The short answer is that the cuts to the federal funds target should help, but not as much as would be expected under normal circumstances, NPR's John Ydstie tells host Michele Norris. He says the level of interest rates hasn't been the issue; the credit freeze stems from banks' unwillingness to lend for fear of not being paid back.

"These rate cuts aren't likely to ease the fears of not being paid back, but they will help struggling businesses and consumers," Ydstie says.

"That's because the federal funds rate dictates the prime rate. So businesses with existing credit lines and consumers with mortgages or credit card rates tied to the prime rate, they'll get a half-a-point rate cut, too," he says. "That should encourage some borrowing and consumption, and contribute to some economic growth."

But, Ydstie notes, Wednesday's rate cut isn't going to end the credit crisis.

The U.S. and other countries have made many attempts to thaw the credit markets, and Ydstie says there has been some improvement. The London Interbank Offer Rate, or LIBOR, which is a benchmark interest rate for all kinds of lending, including lending between banks, has continued to decline from recent record levels.

This shows that banks are more comfortable lending to one another, Ydstie says. But there's much less evidence that banks are boosting lending to businesses and consumers — something that must happen to make the economy go.

On Tuesday, the Fed instituted a program that should loosen this stream of money even more than the latest rate cut, Ydstie notes.

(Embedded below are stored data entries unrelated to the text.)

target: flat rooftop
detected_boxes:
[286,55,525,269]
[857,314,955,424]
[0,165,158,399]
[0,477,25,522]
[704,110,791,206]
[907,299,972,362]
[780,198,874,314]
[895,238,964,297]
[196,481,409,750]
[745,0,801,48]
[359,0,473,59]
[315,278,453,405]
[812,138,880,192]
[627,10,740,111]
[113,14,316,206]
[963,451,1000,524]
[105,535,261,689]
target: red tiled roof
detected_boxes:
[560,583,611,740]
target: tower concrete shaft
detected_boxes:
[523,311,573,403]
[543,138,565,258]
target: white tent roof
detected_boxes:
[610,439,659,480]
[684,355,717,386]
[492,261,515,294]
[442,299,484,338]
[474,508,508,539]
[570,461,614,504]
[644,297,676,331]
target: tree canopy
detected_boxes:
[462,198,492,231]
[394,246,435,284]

The program, announced earlier in the month, began buying commercial paper — basically making short-term loans to large businesses that, in turn, make use of the loans for daily operation or making payroll.

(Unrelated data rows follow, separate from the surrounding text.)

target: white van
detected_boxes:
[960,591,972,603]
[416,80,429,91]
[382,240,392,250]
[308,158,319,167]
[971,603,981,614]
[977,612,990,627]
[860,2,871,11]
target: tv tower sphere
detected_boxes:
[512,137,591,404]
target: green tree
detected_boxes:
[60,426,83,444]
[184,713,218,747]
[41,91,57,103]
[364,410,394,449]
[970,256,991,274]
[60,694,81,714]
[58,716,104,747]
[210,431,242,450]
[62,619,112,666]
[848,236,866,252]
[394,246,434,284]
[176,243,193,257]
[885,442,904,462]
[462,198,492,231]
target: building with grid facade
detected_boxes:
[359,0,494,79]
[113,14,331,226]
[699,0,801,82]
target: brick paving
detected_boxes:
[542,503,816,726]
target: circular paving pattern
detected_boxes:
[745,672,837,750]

But unlike big business, small businesses can't get loans in the commercial paper market.

"[Small businesses] normally get loans through lines of credit with banks," Ydstie says. "The problem is that banks are tightening their lending standards, and there's concern they might start to pull some of these credit lines. Treasury's injection of capital into banks is supposed to help ease that problem."

There's some criticism that banks aren't using this capital to make loans. But Ydstie points out that the money is just beginning to flow to banks, so it's hard to tell what they are going to do with it.

Some people say the Fed should start guaranteeing bank loans to small businesses with very good credit. That would be a big and complicated step for the Fed, Ydstie says.

Could the federal funds rate hit 0 percent?

Ydstie calls this a possibility. "The Fed is going to use every piece of ammunition it has to try to cushion this downturn, so we'll see just how low they go," he says.